XMLHttpRequest and character encoding
The XMLHttpRequest transport method retrieves content over http, just like a regular http request from a web browser does.
There are two result variants:
The responseXml field holds a parsed DOM tree if the retrieved source was well formed XML
The responseText field holds the raw source, a Javascript string basically.
With current Firefox versions (1.5.x) this responseText string is always forced into UTF-8, regardless of the charset encoding sent by the originating web server. Thus valid ISO-8859-1 characters end up as illegible garbage in resulting Javascript string.
This can be a problem for instance with Greasemonkey scripts targeted at a server, which uses something other than UTF-8 as encoding format.
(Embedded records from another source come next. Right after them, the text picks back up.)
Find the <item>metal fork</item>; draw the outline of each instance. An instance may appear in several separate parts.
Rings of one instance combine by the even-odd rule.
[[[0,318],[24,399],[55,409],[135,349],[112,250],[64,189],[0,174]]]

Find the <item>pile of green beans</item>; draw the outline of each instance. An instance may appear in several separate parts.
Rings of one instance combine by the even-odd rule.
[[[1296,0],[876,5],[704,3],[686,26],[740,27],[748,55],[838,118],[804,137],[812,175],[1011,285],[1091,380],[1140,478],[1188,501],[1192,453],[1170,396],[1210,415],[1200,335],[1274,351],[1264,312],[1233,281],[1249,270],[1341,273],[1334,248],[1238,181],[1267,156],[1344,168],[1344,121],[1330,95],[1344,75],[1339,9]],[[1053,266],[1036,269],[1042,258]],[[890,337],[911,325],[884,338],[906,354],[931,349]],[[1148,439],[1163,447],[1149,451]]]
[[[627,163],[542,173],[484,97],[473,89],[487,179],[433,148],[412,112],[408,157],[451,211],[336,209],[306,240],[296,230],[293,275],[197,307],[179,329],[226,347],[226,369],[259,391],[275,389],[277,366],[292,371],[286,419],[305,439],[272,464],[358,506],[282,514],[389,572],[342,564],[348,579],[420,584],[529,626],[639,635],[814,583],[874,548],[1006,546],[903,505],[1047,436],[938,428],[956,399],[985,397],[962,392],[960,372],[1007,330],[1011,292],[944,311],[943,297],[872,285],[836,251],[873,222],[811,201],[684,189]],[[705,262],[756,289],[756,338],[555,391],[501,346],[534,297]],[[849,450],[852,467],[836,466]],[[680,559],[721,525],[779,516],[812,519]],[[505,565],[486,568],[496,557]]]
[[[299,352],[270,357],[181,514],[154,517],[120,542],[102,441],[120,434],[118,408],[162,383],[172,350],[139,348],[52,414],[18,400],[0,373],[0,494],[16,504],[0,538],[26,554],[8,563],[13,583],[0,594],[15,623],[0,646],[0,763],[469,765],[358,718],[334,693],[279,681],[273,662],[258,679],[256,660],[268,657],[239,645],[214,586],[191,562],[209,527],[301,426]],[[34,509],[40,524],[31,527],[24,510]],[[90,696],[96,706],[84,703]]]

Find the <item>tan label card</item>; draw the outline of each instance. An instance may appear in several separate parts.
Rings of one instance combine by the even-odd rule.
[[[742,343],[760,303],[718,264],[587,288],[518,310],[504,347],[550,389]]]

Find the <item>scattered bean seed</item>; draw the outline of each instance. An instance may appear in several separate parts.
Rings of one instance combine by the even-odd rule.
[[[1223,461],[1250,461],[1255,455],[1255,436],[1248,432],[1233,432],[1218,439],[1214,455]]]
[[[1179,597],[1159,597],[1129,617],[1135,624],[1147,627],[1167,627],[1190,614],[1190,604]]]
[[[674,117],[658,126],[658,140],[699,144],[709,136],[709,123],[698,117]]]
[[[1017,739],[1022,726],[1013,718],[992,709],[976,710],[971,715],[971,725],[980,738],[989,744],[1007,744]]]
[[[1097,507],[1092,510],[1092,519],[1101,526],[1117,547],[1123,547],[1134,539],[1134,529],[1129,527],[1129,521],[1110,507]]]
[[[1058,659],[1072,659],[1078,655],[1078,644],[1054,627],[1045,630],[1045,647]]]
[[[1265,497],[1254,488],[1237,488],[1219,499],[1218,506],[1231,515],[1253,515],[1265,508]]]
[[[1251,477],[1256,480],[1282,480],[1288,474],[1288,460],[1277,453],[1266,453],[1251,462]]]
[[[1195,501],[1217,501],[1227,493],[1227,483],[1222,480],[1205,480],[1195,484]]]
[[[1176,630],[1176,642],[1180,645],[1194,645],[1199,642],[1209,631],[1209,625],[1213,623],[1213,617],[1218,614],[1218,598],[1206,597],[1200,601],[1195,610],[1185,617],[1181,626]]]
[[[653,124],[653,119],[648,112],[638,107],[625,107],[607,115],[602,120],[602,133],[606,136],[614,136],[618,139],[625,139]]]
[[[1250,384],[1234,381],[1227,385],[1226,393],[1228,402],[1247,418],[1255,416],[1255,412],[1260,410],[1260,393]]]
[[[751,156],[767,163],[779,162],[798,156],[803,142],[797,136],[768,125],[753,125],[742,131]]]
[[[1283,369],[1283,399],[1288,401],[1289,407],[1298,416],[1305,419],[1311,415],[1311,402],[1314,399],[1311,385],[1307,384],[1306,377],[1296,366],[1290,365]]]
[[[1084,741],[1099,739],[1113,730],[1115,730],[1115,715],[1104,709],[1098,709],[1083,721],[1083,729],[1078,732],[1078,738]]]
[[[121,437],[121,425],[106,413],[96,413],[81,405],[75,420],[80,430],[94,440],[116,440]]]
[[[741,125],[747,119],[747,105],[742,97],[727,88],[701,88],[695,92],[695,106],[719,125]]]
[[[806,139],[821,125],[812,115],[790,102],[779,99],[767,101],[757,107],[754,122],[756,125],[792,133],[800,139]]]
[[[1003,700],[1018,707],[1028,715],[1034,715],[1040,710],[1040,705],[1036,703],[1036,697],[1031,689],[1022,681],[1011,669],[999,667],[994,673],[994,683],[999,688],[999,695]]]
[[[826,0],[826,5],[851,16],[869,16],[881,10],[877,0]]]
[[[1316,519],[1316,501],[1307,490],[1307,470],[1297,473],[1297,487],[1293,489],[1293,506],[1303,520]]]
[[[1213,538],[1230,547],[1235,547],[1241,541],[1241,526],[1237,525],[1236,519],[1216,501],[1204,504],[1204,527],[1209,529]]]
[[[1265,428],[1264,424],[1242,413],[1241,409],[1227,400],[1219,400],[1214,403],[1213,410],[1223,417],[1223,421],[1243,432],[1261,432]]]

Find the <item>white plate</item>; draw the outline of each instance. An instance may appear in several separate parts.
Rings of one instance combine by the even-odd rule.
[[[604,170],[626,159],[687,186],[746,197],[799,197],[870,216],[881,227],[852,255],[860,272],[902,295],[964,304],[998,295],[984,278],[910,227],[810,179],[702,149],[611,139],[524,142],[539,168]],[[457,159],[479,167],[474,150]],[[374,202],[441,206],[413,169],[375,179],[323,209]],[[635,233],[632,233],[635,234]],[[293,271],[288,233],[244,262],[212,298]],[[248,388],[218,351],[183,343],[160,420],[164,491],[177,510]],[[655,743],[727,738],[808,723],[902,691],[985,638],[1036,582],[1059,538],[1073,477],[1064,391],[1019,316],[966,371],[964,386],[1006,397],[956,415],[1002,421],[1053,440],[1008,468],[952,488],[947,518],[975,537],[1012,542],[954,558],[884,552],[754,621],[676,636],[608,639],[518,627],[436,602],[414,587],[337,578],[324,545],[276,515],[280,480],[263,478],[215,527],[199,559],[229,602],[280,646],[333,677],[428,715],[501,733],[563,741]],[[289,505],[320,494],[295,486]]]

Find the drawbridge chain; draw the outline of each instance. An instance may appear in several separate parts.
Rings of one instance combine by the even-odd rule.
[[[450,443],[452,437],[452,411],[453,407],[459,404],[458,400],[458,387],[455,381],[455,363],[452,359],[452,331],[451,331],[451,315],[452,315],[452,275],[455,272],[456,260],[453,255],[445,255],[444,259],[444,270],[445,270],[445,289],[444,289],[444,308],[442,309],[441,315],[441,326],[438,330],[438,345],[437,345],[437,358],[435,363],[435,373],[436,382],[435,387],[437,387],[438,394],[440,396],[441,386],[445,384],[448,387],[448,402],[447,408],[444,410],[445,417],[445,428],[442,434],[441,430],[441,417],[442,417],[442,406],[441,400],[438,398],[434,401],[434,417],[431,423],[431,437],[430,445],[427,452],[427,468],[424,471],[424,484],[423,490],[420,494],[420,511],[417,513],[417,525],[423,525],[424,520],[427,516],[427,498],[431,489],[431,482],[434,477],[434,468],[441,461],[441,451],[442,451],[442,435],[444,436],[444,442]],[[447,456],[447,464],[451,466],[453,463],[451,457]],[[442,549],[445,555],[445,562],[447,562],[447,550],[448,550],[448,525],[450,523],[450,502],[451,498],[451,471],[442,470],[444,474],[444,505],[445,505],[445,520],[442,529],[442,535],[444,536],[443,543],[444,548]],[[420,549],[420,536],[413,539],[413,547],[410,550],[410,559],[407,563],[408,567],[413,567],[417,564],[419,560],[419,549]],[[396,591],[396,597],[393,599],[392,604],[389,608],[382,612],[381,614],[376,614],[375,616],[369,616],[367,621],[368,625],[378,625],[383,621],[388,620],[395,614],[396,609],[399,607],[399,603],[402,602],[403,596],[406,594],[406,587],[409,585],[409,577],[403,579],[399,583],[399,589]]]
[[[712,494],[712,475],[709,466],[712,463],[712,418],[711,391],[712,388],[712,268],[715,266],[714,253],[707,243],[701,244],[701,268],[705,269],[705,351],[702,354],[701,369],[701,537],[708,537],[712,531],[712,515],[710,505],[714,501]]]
Now there is a solution, along the lines of this Bugzilla entry: Bug 337434 – XMLHttpRequest mangles binary data – that is: use method overrideMimeType on the XMLHttpRequest object before making the originating call.
Code example:
// XHR implementation
// overrideMimeType is available to Moz' native XHR
function requestPage(src, func) {
var xhr = new window.XMLHttpRequest();
xhr.onreadystatechange = function() { func(xhr); };
xhr.open("GET", src);
// this fixes the content type glitch...
xhr.overrideMimeType("text/html; charset=ISO-8859-1");
xhr.send(null);
}
This solves the problem for regular XMLHttpRequest calls, without the benefits of cross domain permissions of the GM_xmlhttpRequest method of course. It would be nice if this method could be exposed in Greasemonkey as well!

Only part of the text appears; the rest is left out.